The garage that Gogola himself crawled out of was in suburban Michigan, where he started The Obscure with boyhood chum Brian Wieck in late 1991, toward the end of their high school careers. "There's nothing else to do when it's cold as hell in Detroit," Gogola explains with a chuckle. Apparently, there was little else to do on hot days as well. After the band scattered to different colleges, they still reassembled over the summer to jam--Gogola on guitar and keyboards, Wieck on bass, and Dave Megyesi on drums. "By '96," Gogola recalls, "We started getting decent." Then Gogola completed his bachelor's degree in mechanical engineering from Michigan State, and he moved to Nashville to get his master's at Vanderbilt. Both Wieck and Megyesi said they'd follow Gogola to Nashville, but only Wieck obliged, arriving in 1998. Meanwhile, Gogola went from studying at Vanderbilt to working there, after he was offered a research position. "I get to dress like a grad student," Gogola says, "But I get paid a lot more." The band reformed with Danny Sloan on drums and Gogola's Vandy pal Doug Tewksbury adding more guitar, but they quickly found out how difficult it is to crack Nashville's rock scene. As Gogola explains, "It's hard to get a gig without a CD, and we're pretty lazy, and we don't look the rock-star type."
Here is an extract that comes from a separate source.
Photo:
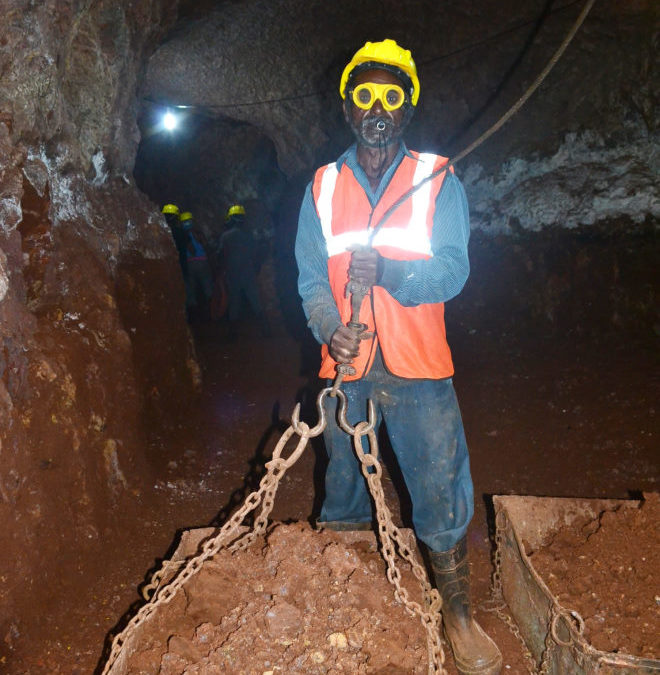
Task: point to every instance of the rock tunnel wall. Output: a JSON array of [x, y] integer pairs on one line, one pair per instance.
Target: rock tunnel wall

But what Gogola calls "the Vandy connection" allowed him to guarantee club
owners a respectable audience of college students, and The Obscure soon
managed to work up to playing roughly once a month at The End and
Springwater, and occasionally at The Boro. In fact, Gogola says, "The
Murfreesboro scene has kind of adopted us." And the Nashville crowds who
have caught their raucous stage show have been knocked out as well. "In
Detroit, we were like...oh, another band," Gogola says. "Here, there's not
enough people who want to be The Who or The MC5." But the heart of the band, Gogola acknowledges, lies in the practice spaces and studios where they were born. And The Politics of Person reflects that insularity--the EP has an intentionally raw sound and is peppered with wiggy sound effects. Part of the disc's special quality is due to producer Brian Carter. "He's analog boy," Gogola says. "Everything had to be going through a box of tubes. It made it sound dirtier. Two-inch tape, old mics, old amps...vintage '50s and '60s stuff." The rest of The Obscure sound is homegrown--the quirky twists in structure and tempo are what Gogola thinks defines the band. "We consider ourselves part of the Sesame Street generation. The band for your short attention span. Always gotta be changing. We have that ingrained in our minds. We're also trying to write a little differently, different than what we've heard before. First and foremost, I want to write a really catchy song. I want it to be everything--it needs to be dancier, it needs to be heavier, it needs to be more melodic." He takes a breath. "Sometimes I end up merging two things together. You never know what to expect. "I definitely prefer recording," Gogola concludes. "I want to record Dark Side of the Moon." At Vanderbilt, Gogola works in the development of robotic insects--both crawling bugs and flying bugs--for surveillance. "The main problem is power consumption," he explains. "They [don't] last long. We're looking at a more efficient, smaller machine." He then launches into a long, technical description of how power can be generated through vibrations across ceramic, which create a resonant frequency or some such. He comes back to earth when he talks about what amazes him about his work. "The glory of nature," he sighs. "It's so amazing what a fly can do. There's no way we can come close to mimicking anything about it." If there's any connection between Gogola's day job and his nighttime hobby, it may be his sense of inventiveness. But that connection may have to be severed temporarily if The Obscure continue their recent upward trajectory. Currently, the band is thriving while a man short--Tewksbury is abroad in Europe for the next few months, and when he returns, the reunited quartet will have to make some choices about whether they want to keep heading toward the light that's suddenly broken through on their meandering path.
"We've had this band for so long," Gogola admits. "[And] it always starts
and stops." He hesitates, then says, "I'd like to see how far I can take
it, but I don't want to take the pay cut that's involved."